Nicholas Shakespeare, Chatwin's biographer, said, "Bruce didn't tell the truth. He told a truth-and-a-half . . ."

Like Hemingway's Africa, only far more poetic and lyrical, Chatwin's Patagonia is inside his head. Paul Theroux, who wrote a famous travel book about Patagonia, "The Old Patagonia Express"

http://www.travelliterature.org/reviews ... nian.shtml

loved Chatwin's Patagonia book. He understood the mixing of genres and of truth and fiction and history and near-history. Theroux, on a journey from Boston to Patagonia, tells many "lies" on the way.

His book, like other Theroux works, has flashes of racism and cruelty, which makes him hard for me to read, even though, like Chatwin, he is a nimble stylist.

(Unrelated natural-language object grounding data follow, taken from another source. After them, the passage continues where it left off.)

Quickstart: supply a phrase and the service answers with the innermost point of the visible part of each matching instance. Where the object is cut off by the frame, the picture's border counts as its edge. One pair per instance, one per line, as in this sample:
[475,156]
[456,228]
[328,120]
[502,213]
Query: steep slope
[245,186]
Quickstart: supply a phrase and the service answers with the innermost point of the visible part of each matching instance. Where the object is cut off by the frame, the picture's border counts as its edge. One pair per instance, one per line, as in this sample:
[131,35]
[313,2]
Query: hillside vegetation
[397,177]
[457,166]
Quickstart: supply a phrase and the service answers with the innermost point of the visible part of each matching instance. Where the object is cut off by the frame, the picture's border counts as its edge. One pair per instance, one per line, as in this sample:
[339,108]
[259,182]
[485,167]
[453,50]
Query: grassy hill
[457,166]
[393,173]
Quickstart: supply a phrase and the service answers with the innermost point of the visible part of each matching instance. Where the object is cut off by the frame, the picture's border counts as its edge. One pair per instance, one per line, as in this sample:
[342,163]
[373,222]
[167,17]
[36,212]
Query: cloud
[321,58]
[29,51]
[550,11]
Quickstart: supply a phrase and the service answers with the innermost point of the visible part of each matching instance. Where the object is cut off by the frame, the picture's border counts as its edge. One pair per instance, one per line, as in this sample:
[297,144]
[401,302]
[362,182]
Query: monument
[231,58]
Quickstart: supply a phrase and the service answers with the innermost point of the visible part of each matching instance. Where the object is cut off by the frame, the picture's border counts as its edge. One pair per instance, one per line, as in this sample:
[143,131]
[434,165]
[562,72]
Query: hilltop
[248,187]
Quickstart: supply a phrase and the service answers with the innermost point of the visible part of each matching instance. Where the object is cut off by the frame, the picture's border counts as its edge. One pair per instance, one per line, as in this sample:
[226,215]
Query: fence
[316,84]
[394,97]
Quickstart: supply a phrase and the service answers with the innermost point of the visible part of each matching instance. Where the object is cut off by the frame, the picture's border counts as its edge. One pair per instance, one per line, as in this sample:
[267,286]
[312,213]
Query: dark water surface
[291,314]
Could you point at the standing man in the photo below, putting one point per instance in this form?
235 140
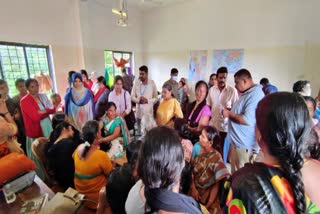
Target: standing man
212 80
221 96
267 88
242 120
20 86
173 82
14 110
145 94
127 80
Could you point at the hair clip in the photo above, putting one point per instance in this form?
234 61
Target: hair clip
87 144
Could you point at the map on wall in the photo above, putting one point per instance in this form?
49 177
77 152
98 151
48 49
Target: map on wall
197 65
232 59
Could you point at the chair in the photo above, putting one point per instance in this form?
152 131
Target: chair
40 159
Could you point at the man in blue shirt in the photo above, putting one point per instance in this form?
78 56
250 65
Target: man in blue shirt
267 87
242 121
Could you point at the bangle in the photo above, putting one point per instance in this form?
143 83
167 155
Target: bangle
3 114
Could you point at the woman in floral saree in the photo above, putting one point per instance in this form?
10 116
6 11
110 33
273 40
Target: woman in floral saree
114 127
79 106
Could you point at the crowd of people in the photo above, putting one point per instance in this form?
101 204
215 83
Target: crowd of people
234 149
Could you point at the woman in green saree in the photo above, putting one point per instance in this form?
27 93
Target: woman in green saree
114 127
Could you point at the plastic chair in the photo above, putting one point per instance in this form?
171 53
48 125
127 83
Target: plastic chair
226 150
40 159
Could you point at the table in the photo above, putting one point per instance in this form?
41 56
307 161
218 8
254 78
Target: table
37 189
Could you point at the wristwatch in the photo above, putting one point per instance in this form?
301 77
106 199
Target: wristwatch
4 114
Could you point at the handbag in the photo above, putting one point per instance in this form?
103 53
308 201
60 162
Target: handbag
68 202
129 118
14 146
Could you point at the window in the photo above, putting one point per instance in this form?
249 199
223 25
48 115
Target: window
113 70
22 61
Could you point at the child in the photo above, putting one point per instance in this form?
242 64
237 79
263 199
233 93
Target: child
208 171
186 144
56 101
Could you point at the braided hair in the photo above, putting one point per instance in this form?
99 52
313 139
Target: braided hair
89 132
284 123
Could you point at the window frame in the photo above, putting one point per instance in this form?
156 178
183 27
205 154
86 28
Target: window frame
25 46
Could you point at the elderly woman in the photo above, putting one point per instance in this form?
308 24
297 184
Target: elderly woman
302 87
198 112
8 128
114 127
79 106
208 171
275 185
169 108
36 109
91 164
120 97
86 81
163 149
60 155
102 86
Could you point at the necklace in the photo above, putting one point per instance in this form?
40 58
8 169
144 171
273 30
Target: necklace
144 90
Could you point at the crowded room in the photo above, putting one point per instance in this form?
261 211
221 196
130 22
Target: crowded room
121 107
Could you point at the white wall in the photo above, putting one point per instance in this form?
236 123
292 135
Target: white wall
55 23
279 37
100 32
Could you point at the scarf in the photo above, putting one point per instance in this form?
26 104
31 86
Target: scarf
163 199
195 113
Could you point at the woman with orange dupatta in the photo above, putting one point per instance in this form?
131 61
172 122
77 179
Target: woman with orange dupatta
92 165
102 87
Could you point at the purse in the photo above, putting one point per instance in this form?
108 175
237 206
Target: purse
68 202
129 118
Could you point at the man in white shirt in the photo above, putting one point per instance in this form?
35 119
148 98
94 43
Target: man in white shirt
145 94
221 96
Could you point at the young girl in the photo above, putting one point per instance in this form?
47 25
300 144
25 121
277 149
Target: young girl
208 170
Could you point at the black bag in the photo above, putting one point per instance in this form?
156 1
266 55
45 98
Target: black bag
129 118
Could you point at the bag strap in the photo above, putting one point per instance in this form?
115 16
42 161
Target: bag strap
125 100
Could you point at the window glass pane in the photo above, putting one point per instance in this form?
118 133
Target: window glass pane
13 63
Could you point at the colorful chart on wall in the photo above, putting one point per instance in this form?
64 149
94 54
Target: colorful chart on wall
197 65
232 59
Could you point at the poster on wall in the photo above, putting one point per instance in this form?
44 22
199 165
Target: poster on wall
232 59
197 65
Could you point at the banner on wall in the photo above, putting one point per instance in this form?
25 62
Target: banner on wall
197 65
232 59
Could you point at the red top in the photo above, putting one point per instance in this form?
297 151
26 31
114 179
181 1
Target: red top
98 94
32 117
88 84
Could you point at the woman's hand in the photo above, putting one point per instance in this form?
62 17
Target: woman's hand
102 140
42 111
3 106
194 193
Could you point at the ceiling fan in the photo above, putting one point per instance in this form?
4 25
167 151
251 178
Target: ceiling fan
122 11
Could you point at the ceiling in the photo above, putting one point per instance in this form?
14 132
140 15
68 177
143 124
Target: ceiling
148 4
141 4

The review you linked to, Jim, which is a pastiche of several pieces on Chatwin, makes it appear that tales of the Patagon and Butch Cassidy and penguins and Arctic landscapes are blurred together
in Chatwin's book.

Not so. Chatwin is a master of the discrete fragment, and also the blended fragment. His composition is solid and well-connected-- but also well-segmented.

He's hard to "type."

He's not really a "travel writer."

"The Songlines", one of my favorite books of his, consists as much of metaphysical speculation grounded in history, myth and aboriginal culture as it does in gritty portraits of old geezers living in corrugated steel huts in the Outback.

"Fabulist" is a partially accurate word for Chatwin, but even that won't do.

He resembles J.M. Coetzee. "Waiting for the Barbarians" and other Coetzee books have the same sort of feel.

One might also compare Chatwin to Borges, Nabokov and W.G. Sebald, whom he resembles in many respects.

Sebald wrote a fine essay on Chatwin in "Campo Santo"--

This link:


http://marksarvas.blogs.com/elegvar/200 ... eview.html


and this link:

http://www.washingtonpost.com/wp-dyn/ar ... Mar10.html

will convey you to comments in reviews and essays on both writers.

Chatwin, like Theroux and Sebald, uses travel writing as a gambit, not an end in itself. The goals of these writers do not include making the reader an "armchair traveler."


BY THE WAY, mnaz:

Do you know the book "The Klamath Knot" by David Rains Wallace?

http://www.ucpress.edu/books/pages/9891.html

It's an incisive intertwining of myth and superior landscape/ travel writing about the Oregon/ California Klamath region.